The SEC had previously cited the "law enforcement exemption" of the FOIA as basis to block our access to the detailed records we sought on Allergan.  As a matter of law, the SEC acknowledged some sort of investigative activity. The SEC did not disclose the details of that investigation. The SEC reminds us that its assertion of the law enforcement exemption should not be construed as an indication by the Commission or its staff that any violations of law have occurred with respect to any person, entity, or security.

At the time of the SEC’s earlier response to us, we found no clear disclosures of SEC investigative activity made by Allergan.  We then added it to the Probes Reporter Watch List as companies with “Possible Undisclosed SEC Investigations”.

In response to an appeal we filed with the SEC's Office of the General Counsel, we were informed there are no records responsive to our request.  The SEC's letter was dated 01-Jul-2014.  While the SEC’s letter was not specific, we were told this could mean:

  1. There was an investigation that concluded in the past but the SEC’s records were not current at the time of our request. 
     
  2. Alternatively, there may be an investigation involving not the company, but some other person or entity and the company was incidentally named or tangentially listed.
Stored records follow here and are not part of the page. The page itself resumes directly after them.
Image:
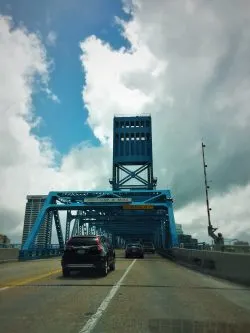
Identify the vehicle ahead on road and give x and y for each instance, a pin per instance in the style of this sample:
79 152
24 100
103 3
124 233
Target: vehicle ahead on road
88 252
134 250
149 247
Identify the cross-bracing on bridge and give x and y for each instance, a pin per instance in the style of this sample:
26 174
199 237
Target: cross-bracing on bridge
134 209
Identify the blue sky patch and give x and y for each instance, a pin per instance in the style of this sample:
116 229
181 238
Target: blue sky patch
72 22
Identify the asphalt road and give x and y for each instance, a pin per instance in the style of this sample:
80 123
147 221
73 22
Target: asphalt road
142 295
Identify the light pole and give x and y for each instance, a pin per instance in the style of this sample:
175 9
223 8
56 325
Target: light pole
206 186
217 239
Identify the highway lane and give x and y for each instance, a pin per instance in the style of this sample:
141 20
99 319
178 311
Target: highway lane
155 295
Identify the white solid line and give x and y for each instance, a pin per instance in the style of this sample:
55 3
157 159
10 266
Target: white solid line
91 323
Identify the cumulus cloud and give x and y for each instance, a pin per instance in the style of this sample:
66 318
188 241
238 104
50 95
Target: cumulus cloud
187 65
28 163
51 38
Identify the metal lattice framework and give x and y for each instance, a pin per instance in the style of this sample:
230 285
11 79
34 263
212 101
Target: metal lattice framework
126 213
148 215
132 147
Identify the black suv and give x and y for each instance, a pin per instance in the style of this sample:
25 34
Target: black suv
91 252
149 247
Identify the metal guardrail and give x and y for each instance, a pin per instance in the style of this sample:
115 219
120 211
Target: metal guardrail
223 248
10 246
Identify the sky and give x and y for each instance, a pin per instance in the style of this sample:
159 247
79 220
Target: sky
67 67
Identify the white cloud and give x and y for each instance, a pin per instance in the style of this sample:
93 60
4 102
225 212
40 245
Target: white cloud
51 38
28 163
190 69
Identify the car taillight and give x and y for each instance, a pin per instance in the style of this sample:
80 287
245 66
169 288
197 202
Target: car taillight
69 247
99 245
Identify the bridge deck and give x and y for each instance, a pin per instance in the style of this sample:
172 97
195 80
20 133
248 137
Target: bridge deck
154 292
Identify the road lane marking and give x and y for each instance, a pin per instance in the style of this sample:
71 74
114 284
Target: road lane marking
91 323
28 280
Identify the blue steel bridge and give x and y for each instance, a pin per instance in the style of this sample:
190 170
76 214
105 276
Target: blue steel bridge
133 210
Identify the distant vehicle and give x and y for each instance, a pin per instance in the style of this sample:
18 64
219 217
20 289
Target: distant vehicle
149 247
88 252
134 250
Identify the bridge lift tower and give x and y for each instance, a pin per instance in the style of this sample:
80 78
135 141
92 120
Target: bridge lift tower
133 209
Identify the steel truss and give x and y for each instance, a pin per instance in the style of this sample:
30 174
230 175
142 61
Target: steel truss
110 218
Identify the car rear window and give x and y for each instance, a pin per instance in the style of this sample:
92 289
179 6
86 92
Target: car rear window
81 241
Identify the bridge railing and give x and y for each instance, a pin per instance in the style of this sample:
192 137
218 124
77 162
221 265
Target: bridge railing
223 248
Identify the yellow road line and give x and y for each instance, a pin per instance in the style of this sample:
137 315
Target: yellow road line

Access to Case Closing Recommendation Denied

The SEC also denied our appeal aimed at getting 3 pages forming the so-called Case Closing Recommendation pertaining to an investigation of Allergan that ended 02-Jan-2013. This occurred in that same letter of 01-Jul-2014 cited above.

The history of this denial goes back to a letter to us dated 06-Mar-2014 in which the SEC acknowledged the existence of some responsive documents on Allergan but declined to produce them citing the “deliberative process privilege” and “attorney work product privilege” of Exemption (b)(5) of the Freedom of Information Act. 

Again, the records denied to us were three pages forming the Case Closing Recommendation for an SEC probe that ended 02-Jan-2013. Those very few Case Closing Recommendations we've managed to see over the years provide an excellent summary of what took place in an SEC probe.  Despite spending untold resources on its investigations, the SEC is firmly entrenched in its view the public should not be able to actually know what took place in them.

In appealing the denial we argued, in part, that the law is clear that “blanket secrecy” is the exception – not the rule – regarding FOIA disclosures; and second, the law is well-settled that the agency has the obligation of reviewing the documents for which an exemption is claimed and in the case of Exemption (b)(5), making a good faith effort to segregate factual assertions (which must be disclosed) from any genuine deliberative discussion or attorney thought processes and legal analysis (which may be properly withheld).

Our appeal failed.  The SEC still refuses to release the Case Closing Recommedation on Allergan's investigation ending 02-Jan-2013. 

The US Senate Takes Notice

The deliberative process privilege is an exemption that we and many other reputable entities assert is overused by the government as means to deny access to records they simply do not want people to see, know about, or have access to. 

The abuses of the deliberative process and related privileges have risen to the point that Senators Leahy (D) and Cornyn (R), ranking members of the Senate Judiciary Committee, co-sponsored the FOIA Improvement Act of 2014 in late June in an attempt to rein-in the overuse of the deliberative process privilege by the government. 

Using the Allergan denial as an example, we've reached out to these senators, as well as Senators Klobuchar (D) and Franken (D) from Minnesota (our home state) to express our support for this important legislation.  We are very active in this arena and encourage our readers to join us.